Uma vez em meio digital, as normas em si são tidas como dados passíveis de serem armazenados em bancos de dados. Descritores das normas, tais como data de publicação, ementa, código da norma, etc. são ditos metadados.

Os metadados são utilizados nas ferramentas computacionais de busca, recuperação e organização das normas, e apresentados em sumarizações.

A extração de metadados a partir das normas — através de softwares de reconhecimento e extração de trechos das normas — ou obtenção dos metadados por pessoas especializadas (interpretação e digitação), é um processo que exige investimento.

A demanda por uniformização, centralização e confiabilidade dos metadados, sem os quais os investimentos se perdem, foi uma das motivações do LexML.
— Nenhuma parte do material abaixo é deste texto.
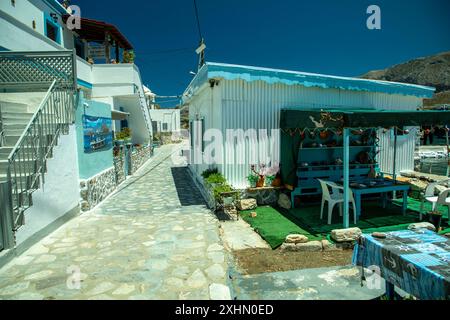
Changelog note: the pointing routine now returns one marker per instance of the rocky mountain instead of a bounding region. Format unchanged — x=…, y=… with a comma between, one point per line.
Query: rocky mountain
x=431, y=71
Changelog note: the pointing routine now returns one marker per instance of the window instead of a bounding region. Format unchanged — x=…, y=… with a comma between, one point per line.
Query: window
x=52, y=33
x=79, y=48
x=52, y=28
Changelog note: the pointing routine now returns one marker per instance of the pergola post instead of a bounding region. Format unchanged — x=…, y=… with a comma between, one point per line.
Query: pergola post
x=346, y=177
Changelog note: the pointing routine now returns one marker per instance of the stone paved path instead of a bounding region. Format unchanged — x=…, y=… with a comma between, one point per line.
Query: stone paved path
x=154, y=239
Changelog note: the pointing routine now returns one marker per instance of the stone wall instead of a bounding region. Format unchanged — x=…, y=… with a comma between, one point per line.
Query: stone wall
x=139, y=157
x=119, y=166
x=96, y=189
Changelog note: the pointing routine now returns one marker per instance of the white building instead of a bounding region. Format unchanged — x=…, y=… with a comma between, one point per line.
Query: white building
x=40, y=25
x=35, y=44
x=164, y=119
x=224, y=96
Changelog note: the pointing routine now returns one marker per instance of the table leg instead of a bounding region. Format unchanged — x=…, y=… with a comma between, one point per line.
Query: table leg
x=405, y=202
x=358, y=204
x=384, y=199
x=390, y=291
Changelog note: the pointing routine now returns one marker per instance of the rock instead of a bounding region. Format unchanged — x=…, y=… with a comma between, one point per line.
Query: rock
x=219, y=292
x=231, y=211
x=39, y=275
x=379, y=235
x=288, y=247
x=422, y=225
x=247, y=204
x=197, y=279
x=329, y=246
x=312, y=246
x=124, y=290
x=296, y=238
x=284, y=202
x=346, y=235
x=215, y=272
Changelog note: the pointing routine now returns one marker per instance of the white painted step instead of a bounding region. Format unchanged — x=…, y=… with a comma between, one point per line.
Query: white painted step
x=6, y=106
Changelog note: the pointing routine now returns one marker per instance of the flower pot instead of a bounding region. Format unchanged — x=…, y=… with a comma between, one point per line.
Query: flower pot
x=435, y=220
x=261, y=182
x=269, y=181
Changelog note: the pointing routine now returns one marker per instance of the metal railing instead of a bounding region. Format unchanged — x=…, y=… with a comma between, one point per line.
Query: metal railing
x=34, y=71
x=2, y=130
x=144, y=109
x=28, y=159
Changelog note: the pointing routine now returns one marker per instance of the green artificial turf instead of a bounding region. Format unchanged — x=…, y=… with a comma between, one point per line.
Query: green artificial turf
x=273, y=227
x=275, y=224
x=414, y=205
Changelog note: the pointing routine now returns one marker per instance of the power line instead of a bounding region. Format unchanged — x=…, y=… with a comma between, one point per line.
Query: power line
x=198, y=20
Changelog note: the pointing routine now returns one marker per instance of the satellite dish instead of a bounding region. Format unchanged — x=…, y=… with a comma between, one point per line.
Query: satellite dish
x=201, y=48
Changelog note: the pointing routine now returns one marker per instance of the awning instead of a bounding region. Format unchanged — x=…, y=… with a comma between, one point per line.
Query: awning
x=315, y=119
x=119, y=115
x=95, y=31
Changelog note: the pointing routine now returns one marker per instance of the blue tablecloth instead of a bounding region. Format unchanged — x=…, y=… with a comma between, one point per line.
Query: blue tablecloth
x=417, y=262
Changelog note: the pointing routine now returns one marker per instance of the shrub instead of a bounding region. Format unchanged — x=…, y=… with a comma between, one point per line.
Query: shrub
x=216, y=178
x=209, y=172
x=218, y=190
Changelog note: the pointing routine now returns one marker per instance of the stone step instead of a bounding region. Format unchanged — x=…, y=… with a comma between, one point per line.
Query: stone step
x=4, y=164
x=16, y=117
x=15, y=107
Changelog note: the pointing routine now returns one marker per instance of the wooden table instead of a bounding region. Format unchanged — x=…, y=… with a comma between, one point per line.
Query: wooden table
x=381, y=189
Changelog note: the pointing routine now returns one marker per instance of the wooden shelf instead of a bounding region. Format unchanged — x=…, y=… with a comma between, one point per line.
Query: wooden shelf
x=331, y=148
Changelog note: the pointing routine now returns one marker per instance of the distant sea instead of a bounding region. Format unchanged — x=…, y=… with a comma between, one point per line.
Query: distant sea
x=434, y=166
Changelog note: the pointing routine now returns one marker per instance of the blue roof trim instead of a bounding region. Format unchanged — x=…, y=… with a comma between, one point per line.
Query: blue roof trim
x=55, y=4
x=84, y=84
x=272, y=76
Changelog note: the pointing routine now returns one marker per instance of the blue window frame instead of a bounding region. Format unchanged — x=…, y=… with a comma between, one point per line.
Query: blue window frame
x=52, y=29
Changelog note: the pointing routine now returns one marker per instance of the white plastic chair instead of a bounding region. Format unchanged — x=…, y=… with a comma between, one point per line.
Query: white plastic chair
x=334, y=198
x=429, y=196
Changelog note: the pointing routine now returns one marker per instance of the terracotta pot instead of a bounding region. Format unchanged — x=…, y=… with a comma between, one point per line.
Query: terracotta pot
x=277, y=182
x=261, y=182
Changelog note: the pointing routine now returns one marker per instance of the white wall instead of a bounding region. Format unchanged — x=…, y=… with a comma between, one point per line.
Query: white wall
x=239, y=104
x=169, y=116
x=60, y=193
x=16, y=25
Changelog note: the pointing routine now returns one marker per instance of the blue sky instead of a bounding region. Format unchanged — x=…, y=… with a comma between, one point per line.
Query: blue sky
x=322, y=36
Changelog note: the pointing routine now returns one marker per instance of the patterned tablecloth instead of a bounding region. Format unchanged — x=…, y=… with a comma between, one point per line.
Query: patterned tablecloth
x=417, y=262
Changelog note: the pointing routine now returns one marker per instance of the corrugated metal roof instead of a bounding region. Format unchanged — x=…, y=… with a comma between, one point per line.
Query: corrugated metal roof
x=213, y=70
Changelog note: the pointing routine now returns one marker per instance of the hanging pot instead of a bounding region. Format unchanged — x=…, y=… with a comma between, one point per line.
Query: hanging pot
x=435, y=219
x=261, y=182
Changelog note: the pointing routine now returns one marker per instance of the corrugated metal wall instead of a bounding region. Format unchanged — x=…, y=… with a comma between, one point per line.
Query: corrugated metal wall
x=257, y=104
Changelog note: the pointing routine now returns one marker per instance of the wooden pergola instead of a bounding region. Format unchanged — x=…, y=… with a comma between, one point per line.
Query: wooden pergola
x=347, y=120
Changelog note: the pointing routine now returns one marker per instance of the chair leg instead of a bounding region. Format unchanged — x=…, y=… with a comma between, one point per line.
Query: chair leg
x=422, y=205
x=322, y=209
x=330, y=211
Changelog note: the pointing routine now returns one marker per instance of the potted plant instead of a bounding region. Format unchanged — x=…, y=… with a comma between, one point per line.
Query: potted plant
x=271, y=174
x=435, y=219
x=253, y=180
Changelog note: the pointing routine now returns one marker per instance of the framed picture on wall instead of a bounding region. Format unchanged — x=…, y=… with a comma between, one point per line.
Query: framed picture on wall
x=97, y=133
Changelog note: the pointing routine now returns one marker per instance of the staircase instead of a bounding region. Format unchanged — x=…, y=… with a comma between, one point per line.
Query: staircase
x=15, y=118
x=29, y=134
Necessidade de identificadores únicos e persistentes

Com o advento da Web a maior parte das normas dispostas em meio digital passou a estar também disponível em um endereço URL. O acesso efetivo à norma, todavia, só pode ser assegurada quando a persistência do URL é também assegurada. Um CD, por exemplo, contendo um link para uma norma, deve permitir que usuário percorra o web link tanto no dia do lançamento do CD como em consultas posteriores, anos depois.

É um problema técnico: não existe como garantir a persistência de URLs. A solução adotada pelo LexML passa por duas implementações importantes:

  1. definição de um identificador único e não-ambíguo (nome uniforme) para todas as normas, através de um padrão Web conhecido como URN.
  2. concentrar a demanda por persistência em apenas um único URL, onde o serviço de conversão de nomes uniformes em URLs é realizado (URL persistente para o "Resolvedor URN"), podendo ainda agregar nas mesma URL-base o buscador de normas (Portal LexML).

O "CD de normas" exemplifica a importância de um URL único e persistente: com links apontando não diretamente para o URL da norma mas para o URL do Resolvedor URN, podemos garantir que haverá acesso à norma esperada mesmo uma década depois de gravado o CD.

Demandas práticas

As iniciativas do LexML possuem diversas motivações, que se justificam principalmente pelas demandas práticas. As ênfases nas diferentes motivações variam conforme o local.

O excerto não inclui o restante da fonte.